Intorno alla metà del secondo tempo mi ha fatto visita un pensiero. Ero stretto tra Gianluca Gifuni di Radio Marte che gorgheggiava arzillo al fianco dell’intramontabile Carmine Martino, e Davide Cerbone, gigante buono della rosea milanese che amichevolmente mi prendeva il tempo. Il pensiero, dicevo: italiagermania. Tutt’attaccato.
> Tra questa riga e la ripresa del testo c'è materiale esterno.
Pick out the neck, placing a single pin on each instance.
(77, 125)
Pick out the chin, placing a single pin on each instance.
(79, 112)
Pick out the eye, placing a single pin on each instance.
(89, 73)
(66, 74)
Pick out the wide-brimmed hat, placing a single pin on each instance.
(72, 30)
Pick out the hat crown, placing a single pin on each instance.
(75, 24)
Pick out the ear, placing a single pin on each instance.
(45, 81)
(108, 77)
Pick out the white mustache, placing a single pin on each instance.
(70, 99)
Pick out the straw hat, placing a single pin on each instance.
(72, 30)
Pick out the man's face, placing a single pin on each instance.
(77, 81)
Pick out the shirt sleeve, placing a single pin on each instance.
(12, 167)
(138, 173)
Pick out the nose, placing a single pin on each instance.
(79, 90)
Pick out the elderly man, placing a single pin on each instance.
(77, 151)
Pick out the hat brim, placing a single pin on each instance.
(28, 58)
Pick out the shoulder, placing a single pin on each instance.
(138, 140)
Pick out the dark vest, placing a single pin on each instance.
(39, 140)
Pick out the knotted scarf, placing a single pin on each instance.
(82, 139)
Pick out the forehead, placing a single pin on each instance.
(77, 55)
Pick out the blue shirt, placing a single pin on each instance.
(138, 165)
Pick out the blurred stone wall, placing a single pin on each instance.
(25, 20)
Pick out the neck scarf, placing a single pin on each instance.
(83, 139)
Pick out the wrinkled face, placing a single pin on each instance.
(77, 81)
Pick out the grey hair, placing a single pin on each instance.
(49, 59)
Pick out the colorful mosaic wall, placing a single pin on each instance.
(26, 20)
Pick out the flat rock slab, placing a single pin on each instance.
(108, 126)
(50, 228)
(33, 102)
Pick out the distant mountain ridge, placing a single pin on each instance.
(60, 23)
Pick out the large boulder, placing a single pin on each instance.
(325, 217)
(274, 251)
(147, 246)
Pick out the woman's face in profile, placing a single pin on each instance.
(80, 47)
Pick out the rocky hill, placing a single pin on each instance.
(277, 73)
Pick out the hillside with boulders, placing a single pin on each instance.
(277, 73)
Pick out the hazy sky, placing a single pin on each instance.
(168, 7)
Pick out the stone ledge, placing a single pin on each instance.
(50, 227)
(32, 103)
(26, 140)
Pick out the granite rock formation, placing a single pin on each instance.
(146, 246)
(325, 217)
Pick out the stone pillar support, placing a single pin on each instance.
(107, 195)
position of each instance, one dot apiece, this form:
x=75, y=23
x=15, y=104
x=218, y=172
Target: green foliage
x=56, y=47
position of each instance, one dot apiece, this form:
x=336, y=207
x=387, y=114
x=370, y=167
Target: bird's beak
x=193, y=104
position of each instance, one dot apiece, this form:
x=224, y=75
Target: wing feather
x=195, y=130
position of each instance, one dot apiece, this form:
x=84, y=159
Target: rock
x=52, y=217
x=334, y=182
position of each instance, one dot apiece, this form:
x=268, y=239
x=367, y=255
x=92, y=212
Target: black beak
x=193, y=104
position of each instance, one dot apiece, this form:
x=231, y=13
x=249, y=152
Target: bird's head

Italiagermania: loro organizzati, chirurgici, mastodontici. Crudeli fino all’efferatezza. Noi piccoli, sporchi, e cazzimmosi. Una Brigata Garibaldi poco attrezzata, coi vestiti laceri, i fucili a pallini e le polveri bagnate contro una panzerdivisionen: gli elmetti lucidi, la divisa senza una piega, le Kruger col colpo in canna e le mitragliette pronte a fare il loro dovere. Italiagermania: va così da settembre del ’43. E poi finisce che vinciamo (quasi) sempre noi.

Italiagermania: se arriva mezza palla decente in area se ne tornano a Monaco carichi di meraviglia, mi son detto tra me e me, evitando di esternare per evitare di essere preso per pazzo. E la palla è arrivata, anzi ne sono arrivate due: sulla prima il Pocho ha confermato l’idiosincrasia per il gol, sulla seconda il Matador si è perso nelle proprie ubbie autunnali. Italiagermania: la stessa suggestione deve aver preso, qualche fila più in là, anche Maurizio Crosetti di Repubblica, ed evidentemente lo spettro avrà volteggiato a lungo sul San Paolo.
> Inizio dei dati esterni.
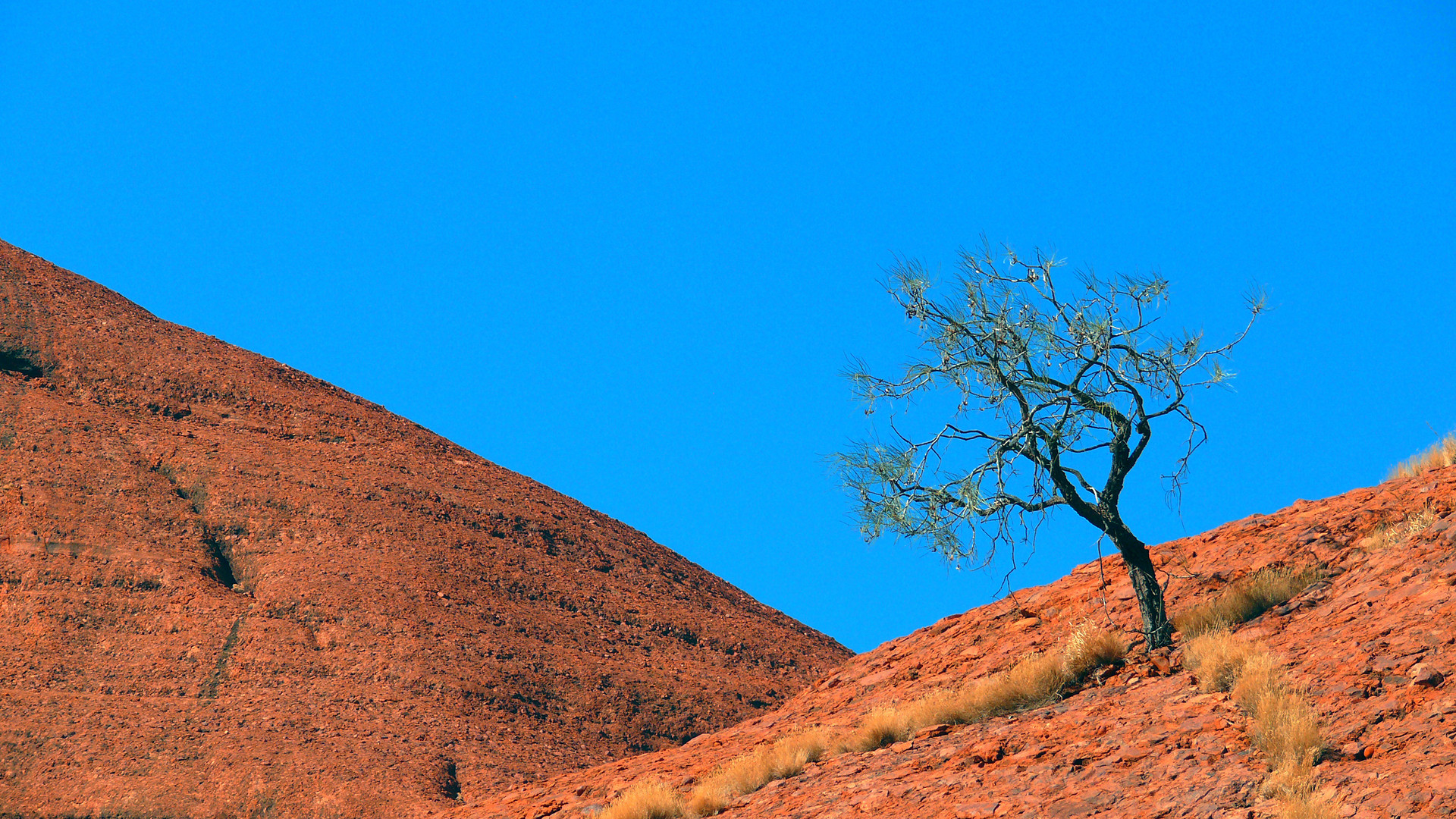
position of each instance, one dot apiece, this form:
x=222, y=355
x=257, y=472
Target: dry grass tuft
x=1091, y=648
x=1218, y=657
x=1440, y=453
x=645, y=800
x=1310, y=805
x=1388, y=535
x=1034, y=681
x=752, y=771
x=1283, y=723
x=880, y=727
x=1245, y=599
Devono averlo guardato negli occhi i feroci crucchi in campo, ritraendosi in preda al panico, l’avranno percepito sulle loro teste i 2500 del gabbione alla mia destra. E hanno smesso: di giocare in campo, di urlare sugli spalti. Gli avevamo messo paura: missione compiuta. Ed io, Napoli mio, squadra dei miei entusiasmi puerili, passione irriducibile che non arretra, da ieri sera ti voglio, se possibile, ancora più bene.
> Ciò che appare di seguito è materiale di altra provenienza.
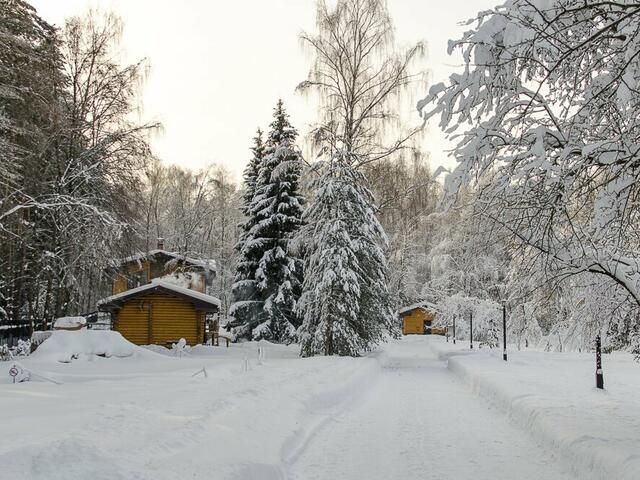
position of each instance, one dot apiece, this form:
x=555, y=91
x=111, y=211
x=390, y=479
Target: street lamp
x=504, y=331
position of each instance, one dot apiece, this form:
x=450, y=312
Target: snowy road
x=421, y=422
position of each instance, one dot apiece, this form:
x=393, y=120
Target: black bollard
x=599, y=376
x=454, y=329
x=504, y=332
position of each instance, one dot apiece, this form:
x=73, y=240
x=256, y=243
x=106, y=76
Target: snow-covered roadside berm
x=553, y=396
x=146, y=417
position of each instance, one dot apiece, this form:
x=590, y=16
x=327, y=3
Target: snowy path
x=422, y=423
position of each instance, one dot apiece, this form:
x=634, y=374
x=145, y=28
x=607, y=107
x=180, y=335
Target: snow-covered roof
x=423, y=305
x=209, y=265
x=157, y=283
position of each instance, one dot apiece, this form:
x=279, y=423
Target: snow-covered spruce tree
x=247, y=303
x=345, y=303
x=276, y=215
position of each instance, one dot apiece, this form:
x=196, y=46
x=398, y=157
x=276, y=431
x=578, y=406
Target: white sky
x=219, y=66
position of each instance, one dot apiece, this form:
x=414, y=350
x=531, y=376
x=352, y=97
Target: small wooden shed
x=417, y=319
x=160, y=313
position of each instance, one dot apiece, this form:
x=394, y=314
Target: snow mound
x=70, y=322
x=65, y=346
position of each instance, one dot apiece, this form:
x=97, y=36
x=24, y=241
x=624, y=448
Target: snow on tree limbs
x=269, y=274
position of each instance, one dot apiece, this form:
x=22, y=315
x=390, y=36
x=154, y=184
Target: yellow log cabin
x=417, y=320
x=158, y=298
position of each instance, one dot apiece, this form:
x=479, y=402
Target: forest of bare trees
x=538, y=217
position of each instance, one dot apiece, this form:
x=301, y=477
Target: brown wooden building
x=158, y=298
x=160, y=313
x=142, y=268
x=417, y=319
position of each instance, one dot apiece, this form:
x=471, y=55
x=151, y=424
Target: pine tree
x=268, y=293
x=345, y=301
x=251, y=173
x=247, y=304
x=277, y=206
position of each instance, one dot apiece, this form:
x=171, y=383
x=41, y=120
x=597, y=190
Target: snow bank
x=65, y=346
x=552, y=396
x=70, y=322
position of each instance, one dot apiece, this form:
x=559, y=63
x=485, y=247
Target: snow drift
x=65, y=346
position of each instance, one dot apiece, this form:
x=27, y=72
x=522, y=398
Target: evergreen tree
x=247, y=304
x=269, y=290
x=251, y=173
x=345, y=301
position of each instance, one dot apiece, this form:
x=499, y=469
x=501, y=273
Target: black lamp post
x=454, y=329
x=599, y=375
x=504, y=331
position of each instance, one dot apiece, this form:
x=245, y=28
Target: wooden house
x=142, y=268
x=417, y=319
x=158, y=298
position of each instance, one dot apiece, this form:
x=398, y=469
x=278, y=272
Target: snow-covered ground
x=416, y=409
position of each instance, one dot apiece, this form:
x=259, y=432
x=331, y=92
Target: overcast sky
x=218, y=66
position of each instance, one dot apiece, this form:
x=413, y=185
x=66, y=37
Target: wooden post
x=599, y=375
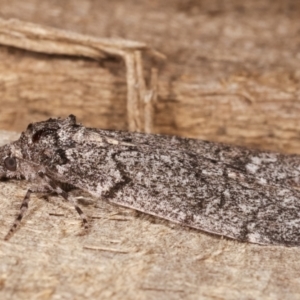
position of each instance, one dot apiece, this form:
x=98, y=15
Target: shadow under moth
x=244, y=194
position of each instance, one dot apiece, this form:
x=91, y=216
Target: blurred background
x=231, y=72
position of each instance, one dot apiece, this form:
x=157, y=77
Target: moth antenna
x=23, y=209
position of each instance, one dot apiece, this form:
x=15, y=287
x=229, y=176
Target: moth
x=243, y=194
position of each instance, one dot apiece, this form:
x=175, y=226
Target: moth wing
x=187, y=188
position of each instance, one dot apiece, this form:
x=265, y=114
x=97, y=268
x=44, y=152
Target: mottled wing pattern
x=236, y=192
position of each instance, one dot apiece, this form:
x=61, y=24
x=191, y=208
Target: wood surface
x=230, y=74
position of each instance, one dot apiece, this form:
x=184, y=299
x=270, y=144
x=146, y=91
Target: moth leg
x=23, y=209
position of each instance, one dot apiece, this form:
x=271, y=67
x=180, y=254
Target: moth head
x=8, y=163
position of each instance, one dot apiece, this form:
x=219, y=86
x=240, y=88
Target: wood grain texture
x=231, y=75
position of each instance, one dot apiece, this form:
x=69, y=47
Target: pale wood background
x=231, y=74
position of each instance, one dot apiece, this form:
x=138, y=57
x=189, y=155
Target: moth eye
x=10, y=163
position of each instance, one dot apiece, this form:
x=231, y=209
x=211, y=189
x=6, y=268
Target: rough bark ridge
x=231, y=75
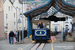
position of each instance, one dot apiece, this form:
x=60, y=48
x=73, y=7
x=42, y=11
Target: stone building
x=2, y=35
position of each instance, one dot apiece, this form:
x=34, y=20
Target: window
x=14, y=24
x=14, y=15
x=9, y=8
x=6, y=16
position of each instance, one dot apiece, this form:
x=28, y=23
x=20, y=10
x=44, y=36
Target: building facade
x=2, y=35
x=11, y=15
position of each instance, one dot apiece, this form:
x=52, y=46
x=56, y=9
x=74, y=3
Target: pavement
x=4, y=45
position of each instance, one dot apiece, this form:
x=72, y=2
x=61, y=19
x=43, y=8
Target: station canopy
x=59, y=5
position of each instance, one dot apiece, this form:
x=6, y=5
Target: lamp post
x=12, y=2
x=22, y=2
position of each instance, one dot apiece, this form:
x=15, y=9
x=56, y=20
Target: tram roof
x=60, y=5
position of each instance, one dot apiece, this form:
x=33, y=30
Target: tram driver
x=40, y=25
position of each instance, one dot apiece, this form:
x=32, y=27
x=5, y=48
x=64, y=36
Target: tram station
x=50, y=27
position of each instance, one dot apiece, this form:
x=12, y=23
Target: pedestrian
x=11, y=37
x=15, y=40
x=40, y=25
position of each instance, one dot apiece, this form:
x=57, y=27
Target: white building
x=11, y=15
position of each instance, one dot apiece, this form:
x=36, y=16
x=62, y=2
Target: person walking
x=15, y=40
x=40, y=25
x=11, y=36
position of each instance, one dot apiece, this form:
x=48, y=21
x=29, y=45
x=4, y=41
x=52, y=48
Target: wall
x=2, y=35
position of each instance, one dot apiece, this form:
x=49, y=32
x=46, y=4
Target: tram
x=41, y=34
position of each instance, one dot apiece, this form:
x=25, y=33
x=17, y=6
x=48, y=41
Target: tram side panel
x=40, y=34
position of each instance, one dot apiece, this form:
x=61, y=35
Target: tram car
x=41, y=34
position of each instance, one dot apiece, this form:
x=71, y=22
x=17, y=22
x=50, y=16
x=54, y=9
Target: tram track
x=38, y=46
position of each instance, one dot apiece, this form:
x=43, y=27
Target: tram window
x=66, y=25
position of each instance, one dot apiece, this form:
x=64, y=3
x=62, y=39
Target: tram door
x=56, y=28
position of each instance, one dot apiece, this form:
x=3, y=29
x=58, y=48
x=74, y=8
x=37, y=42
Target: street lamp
x=12, y=2
x=22, y=2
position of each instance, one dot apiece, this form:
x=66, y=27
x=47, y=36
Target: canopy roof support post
x=29, y=26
Perché, nonostante i forsennati ghirigori barocchi dei tuoi assi sudamericani, l’aplomb da sicario professionista del genietto slovacco e l’algida razionalità dei tuoi metronomi svizzeri, hai dimostrato di avere un’anima profondamente italiana. Te l’hanno regalata il furore talvolta macchiettistico di quel mattocchio in maniche di camicia che si dimena come un forsennato anche per un fallo laterale non concesso, il relativismo creativo di Paolino nostro, la bieca determinazione del ragno di Pescara, le deliranti febbri agonistiche di Maggio, l’unico laterale vero visto in campo, altro che lo sfregiato francese.

Quanto sei bello, Napoli mio, quando lotti e soffri come hai fatto ieri sera. Non ti batte nessuno, quando sei così: intimamente, disperatamente italiano. Hai un indistruttibile filo di acciaio che ti attraversa il corpo. Non avresti perso manco se si fosse giocato fino all’alba. E all’Allianz Arena non parti battuto. Arriveranno altri palloni del destino, nell’area del Bayern. E stavolta ci sarà qualcuno pronto a spingerli dentro. Italiagermania, ricorda: abbiamo (quasi) sempre vinto noi.